Reich maintained that the ills of the world could be cured by eliminating conservatism, love of country and respect for authority. The best way to do this, Reich believed, was to undermine sexual morality. For Reich, and many others on the left, the sexual revolution was only a way station on the road to real revolution.

In later life, Reich spread his ideas from his 200-acre estate in Rangeley. The Wilhelm Reich Museum, dedicated to his work and teachings, is located in Rangeley, where it still attracts dedicated followers. It is a pity that Reich's ideas are not better understood, since they have done the world an enormous amount of harm.

Less well-known than Reich, but just as influential these days, is Marshall Kirk, a Harvard-trained researcher who was born in Norway, Maine. Kirk, who died in 2005, helped change society's perception of homosexuality as harmful -- a perception based on common sense, reason and science -- to a vague opinion that homosexuality is merely an alternative lifestyle.

A book co-authored by Kirk in 1989, ''After the Ball: How America Will Conquer Its Fear and Hatred of Gays in the '90s,'' sets forth the strategy used to alter society's perception of homosexuals. According to this strategy, the media should ''desensitize'' the public to the perceived threat posed by homosexuals by ''inundating the public in a continuous flood of gay-related advertising, presented in the least offensive fashion possible.''

In addition, Kirk and Hunter Madsen recommended stigmatizing the opponents of gay rights as ''bigots and homophobes.'' Kirk's and Madsen's ultimate goal was -- in their own phrasing -- ''conversion.'' Conversion, as defined in this book, meant that society would finally accept homosexuality as normal.
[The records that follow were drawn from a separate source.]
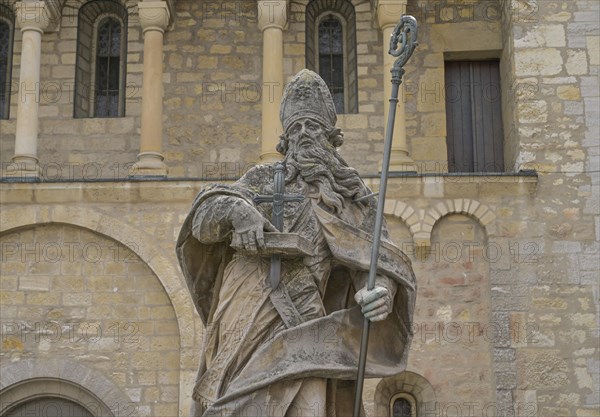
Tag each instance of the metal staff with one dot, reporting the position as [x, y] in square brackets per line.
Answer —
[402, 44]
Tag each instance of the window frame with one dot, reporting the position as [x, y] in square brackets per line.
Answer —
[7, 16]
[94, 65]
[343, 23]
[343, 10]
[84, 101]
[404, 396]
[495, 114]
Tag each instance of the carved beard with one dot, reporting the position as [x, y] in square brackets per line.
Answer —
[320, 165]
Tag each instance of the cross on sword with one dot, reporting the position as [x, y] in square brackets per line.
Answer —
[279, 198]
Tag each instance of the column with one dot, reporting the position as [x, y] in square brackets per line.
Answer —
[154, 19]
[32, 19]
[272, 17]
[388, 16]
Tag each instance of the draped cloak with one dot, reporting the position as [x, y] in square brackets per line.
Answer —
[326, 345]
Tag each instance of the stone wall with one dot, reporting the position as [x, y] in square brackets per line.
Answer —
[69, 293]
[523, 292]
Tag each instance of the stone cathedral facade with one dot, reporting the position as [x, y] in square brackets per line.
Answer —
[114, 113]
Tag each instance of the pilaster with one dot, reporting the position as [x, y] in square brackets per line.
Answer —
[154, 20]
[272, 18]
[32, 19]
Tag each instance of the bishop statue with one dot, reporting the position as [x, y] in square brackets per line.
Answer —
[277, 265]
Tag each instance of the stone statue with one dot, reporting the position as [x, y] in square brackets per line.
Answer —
[283, 309]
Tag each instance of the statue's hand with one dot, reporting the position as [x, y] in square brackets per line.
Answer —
[376, 303]
[248, 227]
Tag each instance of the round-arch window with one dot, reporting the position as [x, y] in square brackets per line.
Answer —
[402, 408]
[49, 407]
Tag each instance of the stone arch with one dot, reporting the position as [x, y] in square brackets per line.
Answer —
[140, 243]
[405, 382]
[29, 379]
[421, 223]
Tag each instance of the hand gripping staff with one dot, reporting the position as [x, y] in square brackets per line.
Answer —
[402, 44]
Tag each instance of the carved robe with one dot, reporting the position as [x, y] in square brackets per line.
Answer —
[247, 346]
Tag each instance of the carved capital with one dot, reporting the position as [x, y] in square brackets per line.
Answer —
[32, 16]
[272, 13]
[154, 15]
[389, 12]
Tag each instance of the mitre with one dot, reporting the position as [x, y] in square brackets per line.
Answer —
[307, 97]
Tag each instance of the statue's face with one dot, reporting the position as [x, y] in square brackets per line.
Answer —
[304, 133]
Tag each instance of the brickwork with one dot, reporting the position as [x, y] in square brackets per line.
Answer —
[68, 293]
[507, 266]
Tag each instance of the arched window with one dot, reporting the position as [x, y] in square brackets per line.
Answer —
[403, 405]
[331, 49]
[49, 406]
[101, 60]
[7, 24]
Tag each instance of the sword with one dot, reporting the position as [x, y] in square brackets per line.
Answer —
[404, 33]
[279, 198]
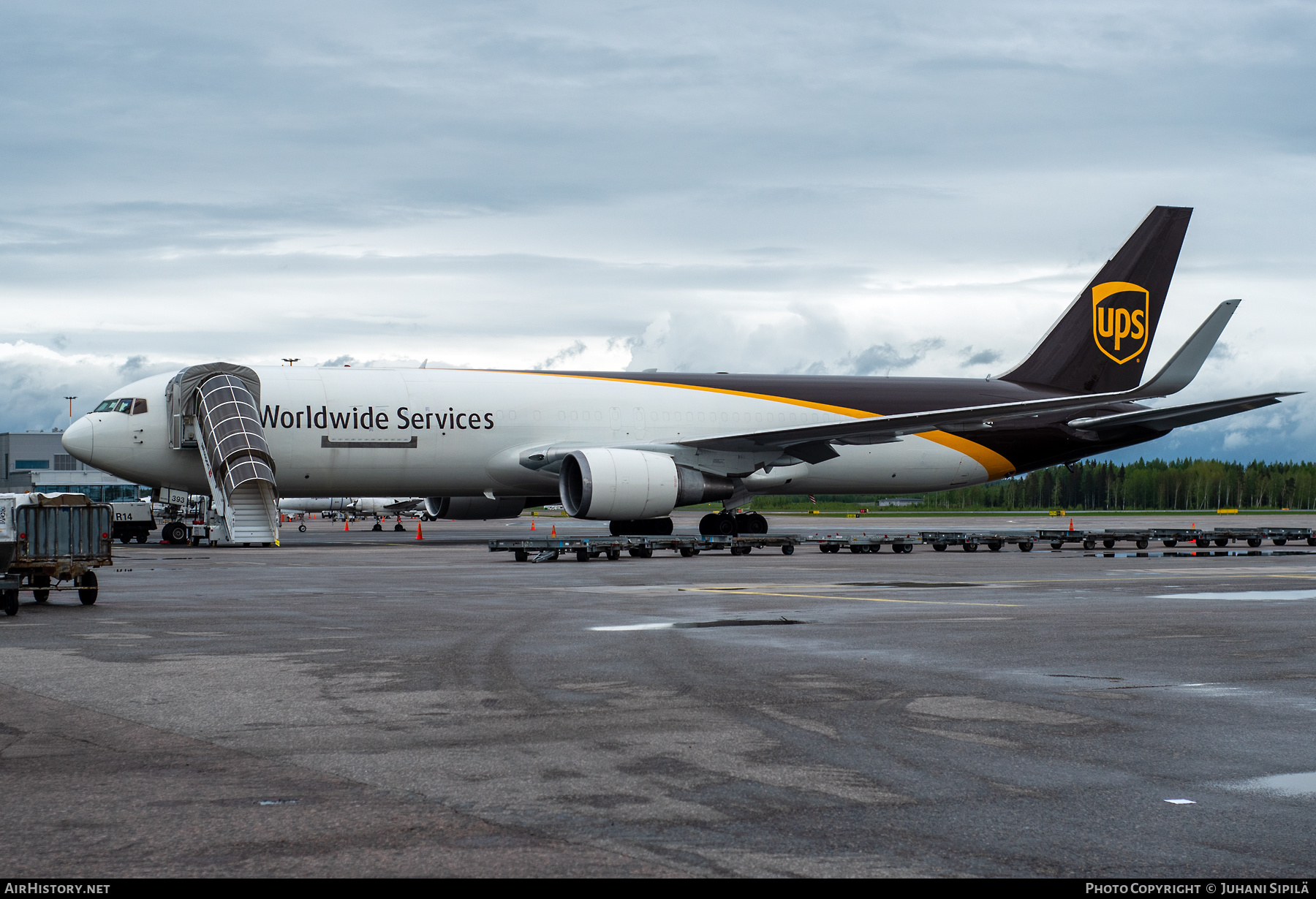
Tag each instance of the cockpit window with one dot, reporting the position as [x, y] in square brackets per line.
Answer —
[126, 404]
Kirk, Madsen and their allies did convert much of society with their strategy of unrelenting propaganda and deception. The ''gay-related'' advertising envisioned by Kirk and Madsen is now part of the public school curriculum, and children as early as kindergarten are told that the homosexual lifestyle is healthy and normal.

Where great reformers like Harriet Beecher Stowe shone a spotlight on real injustice, men such as Reich, Kirk and Madsen relied on psychological manipulation and pseudoscience to lead the public into a shadow world lying somewhere between truth and falsehood, reality and unreality.

But no deception, no matter how skilled or sophisticated, can hide the devastation caused by the sexual revolution and its radical wing, the gay rights movement. Broken homes, child abuse, abortion and AIDS are the inevitable result of a false view of sexual morality.

The people of Maine must act quickly before the last phase of the revolution -- same-sex marriage -- is complete. If they fail to act now, the pandemic of sexual immorality would prove incurable, and the damage would be irreversible.

To that end, the Christian Civic League of Maine will address the homosexual rights agenda in a comprehensive manner, by initiating a referendum to ban same-sex marriage, gay adoption, special rights and the interference of the gay rights movement in the public schools. I hope you will join with me in this noble effort to protect our families, our state and our nation.

Michael S. Heath is the executive director of the Christian Civic League of Maine, which is based in Augusta.